Uhlen, Mathias, Per Oksvold, Linn fa*gerberg, Emma Lundberg, KalleJonasson, Mattias Forsberg, Martin Zwahlen, et al. 2010. Towards a knowledge-based Human ProteinAtlas. Nature Biotechnology 28 (12): 1248–50. https://doi.org/10.1038/nbt1210-1248.

Uhlén, Mathias, Erik Björling, Charlotta Agaton, Cristina Al-Khalili A.Szigyarto, Bahram Amini, Elisabet Andersen, Ann-Catrin C. Andersson, etal. 2005. A human protein atlas for normaland cancer tissues based on antibody proteomics.Molecular & Cellular Proteomics : MCP 4 (12): 1920–32. https://doi.org/10.1074/mcp.M500279-MCP200.

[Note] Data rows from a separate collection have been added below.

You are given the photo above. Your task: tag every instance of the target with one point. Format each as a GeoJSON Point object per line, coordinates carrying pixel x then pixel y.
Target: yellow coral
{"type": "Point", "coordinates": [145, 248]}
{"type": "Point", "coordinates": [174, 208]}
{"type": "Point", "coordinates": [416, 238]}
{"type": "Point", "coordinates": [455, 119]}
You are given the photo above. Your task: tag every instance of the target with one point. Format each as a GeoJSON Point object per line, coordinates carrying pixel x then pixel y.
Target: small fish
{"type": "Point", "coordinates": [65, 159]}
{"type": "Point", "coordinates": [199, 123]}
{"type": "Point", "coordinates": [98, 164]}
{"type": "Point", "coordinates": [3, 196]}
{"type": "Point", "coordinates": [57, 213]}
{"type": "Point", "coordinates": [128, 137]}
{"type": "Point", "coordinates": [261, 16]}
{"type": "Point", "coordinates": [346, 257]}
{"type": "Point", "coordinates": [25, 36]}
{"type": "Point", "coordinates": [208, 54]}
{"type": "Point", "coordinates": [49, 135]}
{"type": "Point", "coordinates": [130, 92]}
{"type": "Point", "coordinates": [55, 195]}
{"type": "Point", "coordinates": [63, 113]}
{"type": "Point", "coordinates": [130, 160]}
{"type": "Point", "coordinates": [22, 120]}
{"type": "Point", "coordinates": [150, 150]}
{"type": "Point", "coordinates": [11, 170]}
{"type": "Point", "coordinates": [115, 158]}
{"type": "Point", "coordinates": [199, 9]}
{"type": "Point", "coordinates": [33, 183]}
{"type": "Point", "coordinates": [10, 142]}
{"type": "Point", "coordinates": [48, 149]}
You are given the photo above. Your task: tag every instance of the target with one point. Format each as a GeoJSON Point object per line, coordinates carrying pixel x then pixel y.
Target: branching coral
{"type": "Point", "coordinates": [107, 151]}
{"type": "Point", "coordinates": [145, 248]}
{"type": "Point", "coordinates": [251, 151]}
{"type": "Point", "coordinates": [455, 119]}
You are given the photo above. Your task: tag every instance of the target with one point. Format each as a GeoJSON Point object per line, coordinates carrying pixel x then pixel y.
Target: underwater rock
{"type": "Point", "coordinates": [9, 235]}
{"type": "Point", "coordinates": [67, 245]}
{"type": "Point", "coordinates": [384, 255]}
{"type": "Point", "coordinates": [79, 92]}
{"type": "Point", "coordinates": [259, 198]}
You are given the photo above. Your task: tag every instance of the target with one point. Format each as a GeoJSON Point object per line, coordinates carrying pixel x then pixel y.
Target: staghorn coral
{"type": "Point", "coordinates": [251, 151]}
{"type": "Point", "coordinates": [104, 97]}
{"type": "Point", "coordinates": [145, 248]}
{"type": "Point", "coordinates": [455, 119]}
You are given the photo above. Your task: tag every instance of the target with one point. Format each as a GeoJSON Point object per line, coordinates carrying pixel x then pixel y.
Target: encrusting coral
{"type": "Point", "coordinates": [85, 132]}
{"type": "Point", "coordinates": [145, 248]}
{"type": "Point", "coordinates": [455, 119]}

  1. www.proteinatlas.org↩︎

Human Protein Atlas in R (2024)

References

Top Articles
Inflation Cooled Further in June
Brake Masters 228
The Definitive Great Buildings Guide - Forge Of Empires Tips
Craigslist Cars And Trucks For Sale By Owner Indianapolis
Grange Display Calculator
Roblox Character Added
Horned Stone Skull Cozy Grove
Immediate Action Pathfinder
How to Store Boiled Sweets
Calmspirits Clapper
Dexter Gomovies
Truck Trader Pennsylvania
Dallas Cowboys On Sirius Xm Radio
Po Box 35691 Canton Oh
Union Ironworkers Job Hotline
Jang Urdu Today
Kountry Pumpkin 29
Ubg98.Github.io Unblocked
Busted Newspaper Fauquier County Va
If you have a Keurig, then try these hot cocoa options
Jermiyah Pryear
Craigslist Panama City Beach Fl Pets
Fiona Shaw on Ireland: ‘It is one of the most successful countries in the world. It wasn’t when I left it’
Churchill Downs Racing Entries
Evil Dead Rise Ending Explained
Weather October 15
Craigslist Boerne Tx
Willys Pickup For Sale Craigslist
Fedex Walgreens Pickup Times
Chapaeva Age
Half Inning In Which The Home Team Bats Crossword
Sun Haven Pufferfish
Whas Golf Card
Nsu Occupational Therapy Prerequisites
Craigslist Albany Ny Garage Sales
Tas Restaurant Fall River Ma
Kvoa Tv Schedule
Foolproof Module 6 Test Answers
Otter Bustr
Kerry Cassidy Portal
The Conners Season 5 Wiki
Sdn Fertitta 2024
Courses In Touch
'The Night Agent' Star Luciane Buchanan's Dating Life Is a Mystery
Best Conjuration Spell In Skyrim
Eat Like A King Who's On A Budget Copypasta
Darkglass Electronics The Exponent 500 Test
Suntory Yamazaki 18 Jahre | Whisky.de » Zum Online-Shop
Online College Scholarships | Strayer University
Heat Wave and Summer Temperature Data for Oklahoma City, Oklahoma
All Obituaries | Roberts Funeral Home | Logan OH funeral home and cremation
Ravenna Greataxe
Latest Posts
Article information

Author: Frankie Dare

Last Updated:

Views: 5822

Rating: 4.2 / 5 (73 voted)

Reviews: 80% of readers found this page helpful

Author information

Name: Frankie Dare

Birthday: 2000-01-27

Address: Suite 313 45115 Caridad Freeway, Port Barabaraville, MS 66713

Phone: +3769542039359

Job: Sales Manager

Hobby: Baton twirling, Stand-up comedy, Leather crafting, Rugby, tabletop games, Jigsaw puzzles, Air sports

Introduction: My name is Frankie Dare, I am a funny, beautiful, proud, fair, pleasant, cheerful, enthusiastic person who loves writing and wants to share my knowledge and understanding with you.